Thanks for the info DDL, he will be missed R.I.P  :Frown:

----------


## XOR LX

I was just thinking the other day about how I hadn't seen Marcol for a while...

He's one of the people I remember most fondly from when I first started on this forum a year ago. Really nice guy, great, creative ideas in Excel. And who could forget that avatar!

R.I.P.

----------


## jaslake

R. I. P. Marcol...thanks for the info DDL...I've always wondered how the Forum could/can be kept abreast of such events...

----------


## Philb1

Even though I'd had contact with him just the one time, his name stuck in my mind. He said "Nice to see someone prepared to try themself." to me after the problem was sorted. I wasn't thinking about it from that point of view at the time, as I had only just started experimenting with spreadsheets. But it encouraged me to carry on & learn & I thank him for that.
R.I.P

----------


## Richard Buttrey

Thank you DDL for sharing that with us.

There are I'm sure many here who remember Marcol with fondness and it's so sad to hear this. Made sadder in a way since it's only just filtered through.

----------


## pike

RIP Highlander
deepest condolences

----------


## Andy Pope

Sad news indeed. R.I.P

----------


## Fotis1991

Thank you DDL for sharing that with us these bad news.

I was just thinking the other day about how I hadn't seen Marcol for a while too... and i wanted to pm to him..

I learned a lot from him here!! He was a gentleman!!

*Deepest* condolences to his own people!

----------


## vlady

:Frown: 
R. I. P. Marcol

Condolences to the bereaved family.

----------


## xladept

Rest in Peace Marcol - we all miss you :Frown:

----------


## WasWodge

I was saddened to read this news and also wish to pass my condolences on to his family.

Marcol's not only gave me suggestions on how to resolve issues but he also took the time to explain to me how his suggestions worked and his reasoning behind them which was of great use to me.

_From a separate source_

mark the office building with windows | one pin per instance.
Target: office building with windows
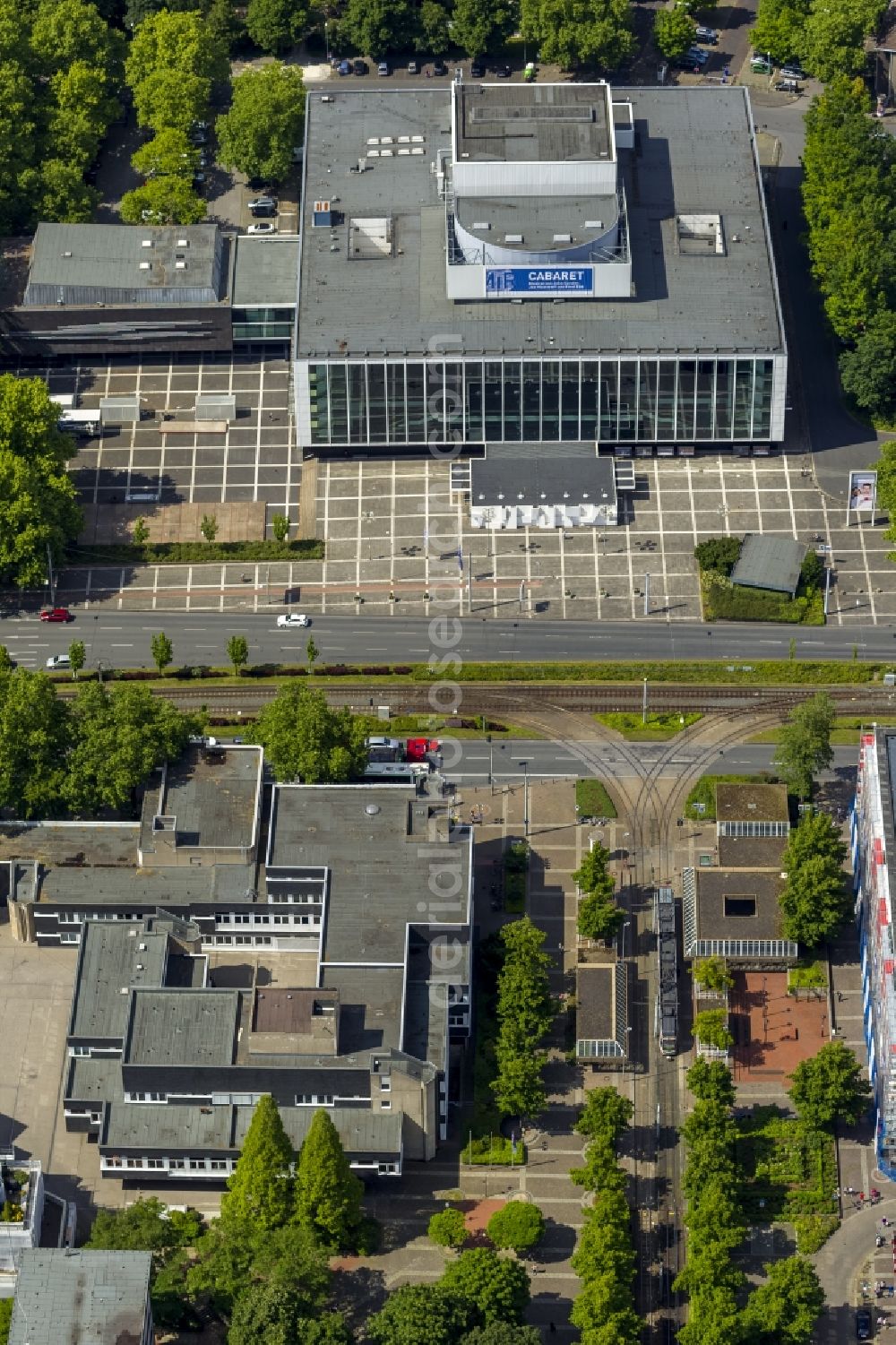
(874, 848)
(545, 265)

I will always consider Marcol to be one of the forum members who directly contributed to my progression in understanding how to use Excel and so I will always be appreciative of the help he has given me.

Rest in peace.

----------


## :) Sixthsense :)

Don't know how to express the sadness in words  :Frown:  (Even thought Not even seen his picture before this link provided by DDL)

Because he is the man one who comes up with different types of solutions/methods which takes some time for me to understand the concept by reading the formula two or thrice  :Roll Eyes (Sarcastic): 

Like many mentioned in this thread, myself too wondered where is Marcol?  Whenever I go through the memberlist, my mouse cursor stops on his identity and think about his minblowing solutions...

Missing a lot.... R. I. P.  :Frown:

----------


## arlu1201

R. I. P Marcol.  It saddening that he passed away in Sept and we got to know after 6 months.  But nevertheless, we will really miss him here.

----------


## JapanDave

Frack! This is a surprise, RIP Marcol. *** 

Edit: What software considers rest in peace a profanity???

----------


## martindwilson

r.i.p  :Frown:  marcol

----------


## arlu1201

Yeah i saw the asterisks there too.  Let me check with the tech team.

----------


## arlu1201

Done, the RIP censor has been removed.

----------


## DBY

Although I don't know any forum members personally, I often feel that I get to know people through their various posts. So I'm saddened to hear of Marcol's passing. R.I.P and belated condolences to his family and friends.

DBY

----------


## Mad-Mizer

Marcol has helped me in many ways with Excel and I feel he is a big loss to the whole forum community (this and others).  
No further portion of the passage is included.